Voraussetzung: Der Arbeitgeber muss informieren können
Das BAG hat bereits 2019 entschieden, dass der Zusatzurlaub für schwerbehinderte Menschen aus § 208 Abs. 1 S. 1 SGB IX nur dann verfällt, wenn der Arbeitgeber die oder den Betroffenen zuvor auf diesen Urlaub und den möglichen Verfall bei fehlender rechtzeitiger Inanspruchnahme hinweist. Hier gelten also dieselben Obliegenheitspflichten für den Arbeitgeber wie für den gesetzlichen Mindesturlaub. Aber:
Weiß der Arbeitgeber nichts von der Schwerbehinderung oder von einer Gleichstellung, kann ihm auch nicht unterstellt werden, dass er seine Obliegenheitspflicht verletzt hat. In diesem Fall also ist der Zusatzurlaub trotz fehlender Information verloren. In der Revision hat das BAG dieses Urteil zwar aufgehoben (Urteil vom 30.11.2021, Az. 9 AZR 143/21). Nun geht es aber darum zu klären, ob der Arbeitgeber wirklich nichts von der Schwerbehinderung wusste – oder eben nicht.
Wird Zusatzurlaub bei rückwirkend festgestellter Schwerbehinderteneigenschaft übertragen?

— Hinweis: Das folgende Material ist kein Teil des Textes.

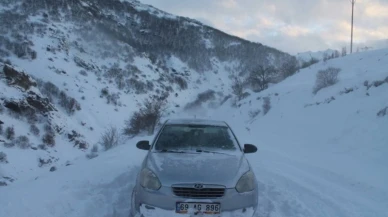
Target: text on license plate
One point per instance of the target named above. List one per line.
(206, 208)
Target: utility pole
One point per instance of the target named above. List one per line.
(351, 36)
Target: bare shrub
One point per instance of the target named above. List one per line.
(289, 67)
(266, 105)
(326, 78)
(34, 130)
(50, 89)
(104, 92)
(261, 77)
(22, 142)
(3, 157)
(83, 72)
(49, 139)
(254, 113)
(93, 152)
(10, 133)
(181, 82)
(383, 112)
(237, 88)
(138, 86)
(110, 138)
(68, 103)
(310, 62)
(113, 98)
(146, 119)
(9, 144)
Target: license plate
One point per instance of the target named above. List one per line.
(203, 208)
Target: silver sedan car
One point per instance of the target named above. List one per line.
(195, 168)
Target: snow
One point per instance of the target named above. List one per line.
(306, 56)
(313, 160)
(322, 160)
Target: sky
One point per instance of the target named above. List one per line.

Achtung: Etwas anders liegt der Fall, wenn die Schwerbehinderteneigenschaft rückwirkend festgestellt wird. Dann entsteht auch ein rückwirkender Anspruch auf Zusatzurlaub (§ 208 Abs. 3 SGB IX).
Auch das ist wichtig:
Endet das Arbeitsverhältnis durch den Tod der schwerbehinderten Arbeitnehmerin oder des schwerbehinderten Arbeitnehmers, haben deren oder dessen Erben Anspruch auf Abgeltung des nicht genommenen Urlaubs.
Wichtig
Der Anspruch umfasst nicht nur den gesetzlichen Urlaubsanspruch nach dem Bundesurlaubsgesetz und in der Regel den tariflichen Urlaub, sondern auch den Zusatzurlaub für Ihre schwerbehinderten Kollegen (BAG, Urteil vom 22.1.2019, Az. 9 AZR 45/16). Gleiches gilt für besonderen Urlaubsanspruch nach einem eventuell für Ihren Arbeitgeber geltenden Tarifvertrag. Im damals entschiedenen Fall ging es um den TVöD, dem Tarifvertrag des öffentlichen Dienstes. Der Abgeltungsanspruch umfasste dabei auch:
- den Anspruch auf Zusatzurlaub für schwerbehinderte Menschen nach dem SGB IX sowie
- den Anspruch auf Urlaub nach § 26 TVöD, der den gesetzlichen Mindesturlaub übersteigt.
Denn laut Begründung der Richter lässt sich dem TVöD nicht entnehmen, dass dem Erben das Verfallrisiko zugewiesen ist. Das mag bei anderen Tarifverträgen unter Umständen der Fall sein. Hier heißt es also, zunächst den Tarifvertrag prüfen.